From my understanding, dividing the dataset into different partition depends on the purpose of the author, and the requirement of the model in real world application.

Normally we have two datsets: training and testing. The training one is used to find the parameters of the models, or to fit the models. The testing one is used to evaluate the performance of the model in an unseen data (or real world data).

If we just do one step in training, it is obvious that there are a training and a testing (or validating) process.
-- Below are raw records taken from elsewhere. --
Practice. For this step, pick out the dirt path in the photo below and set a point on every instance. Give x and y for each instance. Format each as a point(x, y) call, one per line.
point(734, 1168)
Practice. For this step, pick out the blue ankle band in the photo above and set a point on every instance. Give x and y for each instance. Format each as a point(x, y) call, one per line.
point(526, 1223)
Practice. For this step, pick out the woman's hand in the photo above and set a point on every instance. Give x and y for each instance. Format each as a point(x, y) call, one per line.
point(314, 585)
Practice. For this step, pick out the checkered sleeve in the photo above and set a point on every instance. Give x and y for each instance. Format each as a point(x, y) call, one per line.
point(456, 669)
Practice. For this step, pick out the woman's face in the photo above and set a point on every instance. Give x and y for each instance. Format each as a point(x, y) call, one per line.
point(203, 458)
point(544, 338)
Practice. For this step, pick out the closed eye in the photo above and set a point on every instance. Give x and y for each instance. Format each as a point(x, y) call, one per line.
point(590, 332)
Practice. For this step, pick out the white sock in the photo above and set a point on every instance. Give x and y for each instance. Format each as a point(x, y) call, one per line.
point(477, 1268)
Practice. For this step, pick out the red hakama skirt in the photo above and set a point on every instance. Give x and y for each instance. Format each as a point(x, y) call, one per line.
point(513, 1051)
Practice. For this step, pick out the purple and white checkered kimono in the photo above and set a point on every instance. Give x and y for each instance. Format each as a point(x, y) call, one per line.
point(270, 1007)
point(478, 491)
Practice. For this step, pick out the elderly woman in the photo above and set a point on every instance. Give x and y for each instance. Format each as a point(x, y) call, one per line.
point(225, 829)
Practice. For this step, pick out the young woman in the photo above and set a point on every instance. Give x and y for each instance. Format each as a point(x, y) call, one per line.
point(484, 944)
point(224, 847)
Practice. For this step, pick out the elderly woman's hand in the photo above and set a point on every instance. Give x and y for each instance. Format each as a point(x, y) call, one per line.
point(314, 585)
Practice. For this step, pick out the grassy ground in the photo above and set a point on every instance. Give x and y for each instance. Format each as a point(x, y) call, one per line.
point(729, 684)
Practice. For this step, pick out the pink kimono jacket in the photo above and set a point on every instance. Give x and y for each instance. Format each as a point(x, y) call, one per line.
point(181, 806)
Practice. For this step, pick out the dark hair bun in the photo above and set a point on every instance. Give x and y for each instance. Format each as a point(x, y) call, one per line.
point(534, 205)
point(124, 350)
However, doing this way, it may raise the over-fitting problem when the model is trained with one dataset, onetime. This may lead to instability of the model in the real world problem. One way to solve this issue is to cross-validate (CV) the model in the training dataset. That means, we divide the training datset into different folds, keep one fold for testing the model which is trained with other folds. The winner is now the one which give minimum loss (based on our own objective function) in whole CV process. By doing this way, we can make sure that we minimize the chance of over fitting in training process, and select the right winner. The test set is again used to evaluate the winner in the unseen data.